The retrofit boards were made available free for the asking and notices were sent out. AFAIK all boxes were converted to 807's with green phenolic boards. The 1G version used the same boards however, the horizontal mounting was not kind to the 807 either. The problem was cooling air flow. That was the reason for vertical mounting. A small fan blowing across the cards could have solved that problem.

However, the 807 boards did not have the output needed for driving the 833's to end of their useful lives. Yes, there were no problems with new tubes, but there was no excess, unlike other designs that used higher voltage tubes like 813's as drivers.

To be fair, Harris who owned Gates even then, gave engineering an impossible task. They wanted 833's to differentiate them from Collins so they could capture the market that "didn't like them newfangled tetrodes" yet they had to keep the manufacturing cost in line with  the tetrode competition. The result was shaving as many corners as they could, and still ship a working box with acceptable reliability.

The result was probably the largest selling transmitter ever because the Class IV's bought hundreds of 1/250 T's and G's as they made the transition from 250w unlimited to 1kW day/250W night broadcasting. 

Personally, I preferred the modified 1T to the 1G, because access to parts was easier, but neither was very hard to work on, and the design was "plain ol' country radio" as a major market chief I knew in those days described most things built in Quincy.

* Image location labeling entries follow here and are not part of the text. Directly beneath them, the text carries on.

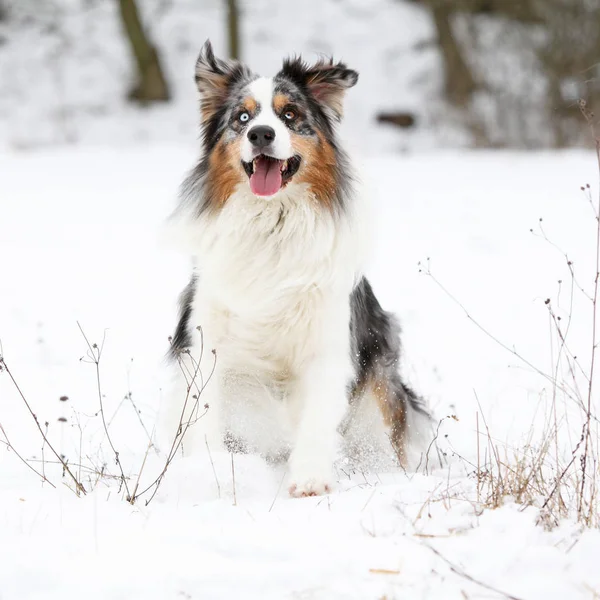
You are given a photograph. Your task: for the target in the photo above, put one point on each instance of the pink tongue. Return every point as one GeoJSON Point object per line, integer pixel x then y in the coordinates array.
{"type": "Point", "coordinates": [266, 179]}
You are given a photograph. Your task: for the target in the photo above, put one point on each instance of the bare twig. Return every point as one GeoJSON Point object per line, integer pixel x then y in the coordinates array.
{"type": "Point", "coordinates": [78, 486]}
{"type": "Point", "coordinates": [9, 446]}
{"type": "Point", "coordinates": [462, 573]}
{"type": "Point", "coordinates": [212, 464]}
{"type": "Point", "coordinates": [95, 354]}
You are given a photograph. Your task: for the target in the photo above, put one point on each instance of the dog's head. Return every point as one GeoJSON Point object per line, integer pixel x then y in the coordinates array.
{"type": "Point", "coordinates": [269, 133]}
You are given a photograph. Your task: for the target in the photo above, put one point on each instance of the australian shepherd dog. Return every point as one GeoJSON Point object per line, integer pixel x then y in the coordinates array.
{"type": "Point", "coordinates": [281, 339]}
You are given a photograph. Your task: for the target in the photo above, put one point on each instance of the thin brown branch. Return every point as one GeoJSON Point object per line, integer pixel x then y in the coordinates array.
{"type": "Point", "coordinates": [95, 354]}
{"type": "Point", "coordinates": [78, 486]}
{"type": "Point", "coordinates": [9, 446]}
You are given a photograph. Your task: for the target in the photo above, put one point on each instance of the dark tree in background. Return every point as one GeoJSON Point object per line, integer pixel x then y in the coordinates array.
{"type": "Point", "coordinates": [513, 71]}
{"type": "Point", "coordinates": [233, 29]}
{"type": "Point", "coordinates": [151, 85]}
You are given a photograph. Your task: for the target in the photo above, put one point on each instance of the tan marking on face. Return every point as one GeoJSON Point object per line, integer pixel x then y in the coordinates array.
{"type": "Point", "coordinates": [280, 101]}
{"type": "Point", "coordinates": [318, 166]}
{"type": "Point", "coordinates": [249, 104]}
{"type": "Point", "coordinates": [224, 172]}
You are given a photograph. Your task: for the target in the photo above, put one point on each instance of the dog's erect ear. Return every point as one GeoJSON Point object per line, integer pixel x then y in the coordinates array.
{"type": "Point", "coordinates": [326, 81]}
{"type": "Point", "coordinates": [214, 77]}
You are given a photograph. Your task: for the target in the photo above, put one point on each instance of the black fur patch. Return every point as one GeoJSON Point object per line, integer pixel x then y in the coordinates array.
{"type": "Point", "coordinates": [182, 339]}
{"type": "Point", "coordinates": [375, 336]}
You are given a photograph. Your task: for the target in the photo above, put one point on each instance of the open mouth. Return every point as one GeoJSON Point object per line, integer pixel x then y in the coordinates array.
{"type": "Point", "coordinates": [268, 175]}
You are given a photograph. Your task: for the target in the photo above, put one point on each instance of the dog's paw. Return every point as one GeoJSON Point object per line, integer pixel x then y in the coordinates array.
{"type": "Point", "coordinates": [309, 487]}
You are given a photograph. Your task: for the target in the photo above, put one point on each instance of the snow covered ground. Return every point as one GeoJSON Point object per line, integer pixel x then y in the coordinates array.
{"type": "Point", "coordinates": [66, 68]}
{"type": "Point", "coordinates": [80, 243]}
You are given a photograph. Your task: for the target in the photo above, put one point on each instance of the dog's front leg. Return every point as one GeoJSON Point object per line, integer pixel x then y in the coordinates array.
{"type": "Point", "coordinates": [321, 397]}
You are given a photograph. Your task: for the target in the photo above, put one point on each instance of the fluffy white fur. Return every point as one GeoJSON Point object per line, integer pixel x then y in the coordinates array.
{"type": "Point", "coordinates": [274, 279]}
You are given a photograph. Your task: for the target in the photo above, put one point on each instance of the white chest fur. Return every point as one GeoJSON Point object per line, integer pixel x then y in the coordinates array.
{"type": "Point", "coordinates": [270, 272]}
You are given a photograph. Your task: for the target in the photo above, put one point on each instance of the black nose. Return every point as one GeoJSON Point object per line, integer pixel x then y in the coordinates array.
{"type": "Point", "coordinates": [261, 136]}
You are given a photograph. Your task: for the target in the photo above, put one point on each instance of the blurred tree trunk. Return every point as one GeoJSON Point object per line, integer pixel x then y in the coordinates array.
{"type": "Point", "coordinates": [151, 85]}
{"type": "Point", "coordinates": [233, 29]}
{"type": "Point", "coordinates": [459, 84]}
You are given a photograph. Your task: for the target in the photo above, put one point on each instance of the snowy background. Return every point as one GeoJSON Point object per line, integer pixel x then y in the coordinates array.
{"type": "Point", "coordinates": [86, 180]}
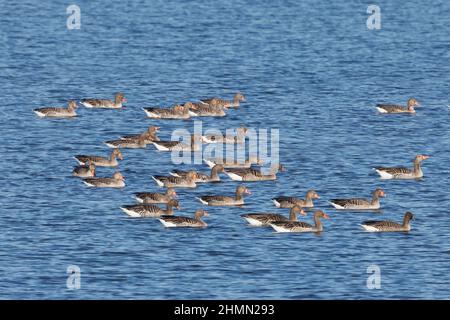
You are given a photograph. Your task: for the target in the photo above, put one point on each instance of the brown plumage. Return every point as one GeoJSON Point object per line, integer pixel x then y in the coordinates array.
{"type": "Point", "coordinates": [185, 222]}
{"type": "Point", "coordinates": [265, 219]}
{"type": "Point", "coordinates": [119, 98]}
{"type": "Point", "coordinates": [154, 197]}
{"type": "Point", "coordinates": [101, 161]}
{"type": "Point", "coordinates": [289, 202]}
{"type": "Point", "coordinates": [55, 112]}
{"type": "Point", "coordinates": [220, 200]}
{"type": "Point", "coordinates": [150, 210]}
{"type": "Point", "coordinates": [389, 226]}
{"type": "Point", "coordinates": [392, 108]}
{"type": "Point", "coordinates": [217, 102]}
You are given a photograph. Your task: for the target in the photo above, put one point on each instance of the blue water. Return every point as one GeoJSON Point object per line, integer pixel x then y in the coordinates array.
{"type": "Point", "coordinates": [311, 69]}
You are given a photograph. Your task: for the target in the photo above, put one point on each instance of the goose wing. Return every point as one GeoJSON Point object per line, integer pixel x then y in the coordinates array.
{"type": "Point", "coordinates": [265, 218]}
{"type": "Point", "coordinates": [350, 202]}
{"type": "Point", "coordinates": [391, 107]}
{"type": "Point", "coordinates": [395, 171]}
{"type": "Point", "coordinates": [382, 225]}
{"type": "Point", "coordinates": [180, 221]}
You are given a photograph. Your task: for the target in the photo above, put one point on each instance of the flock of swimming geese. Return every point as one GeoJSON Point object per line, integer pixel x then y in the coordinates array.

So far as modification are concerned, if I had to run one today, the first thing I would do is get some large angle bracket, turn the driver boards horizontal and blow air across the tubes with a couple of 4" muffin fans. The second thing is correcting the capacitor values in the modulator circuit to raise the efficiency above 5 kHz.

I don't think I'd go much further although there are several things that might be done, because my next step would be looking for used ND-1 or a new BE AM1A, or maybe even a new DAX-1 to install as a main and use the 1T/1G as a backup.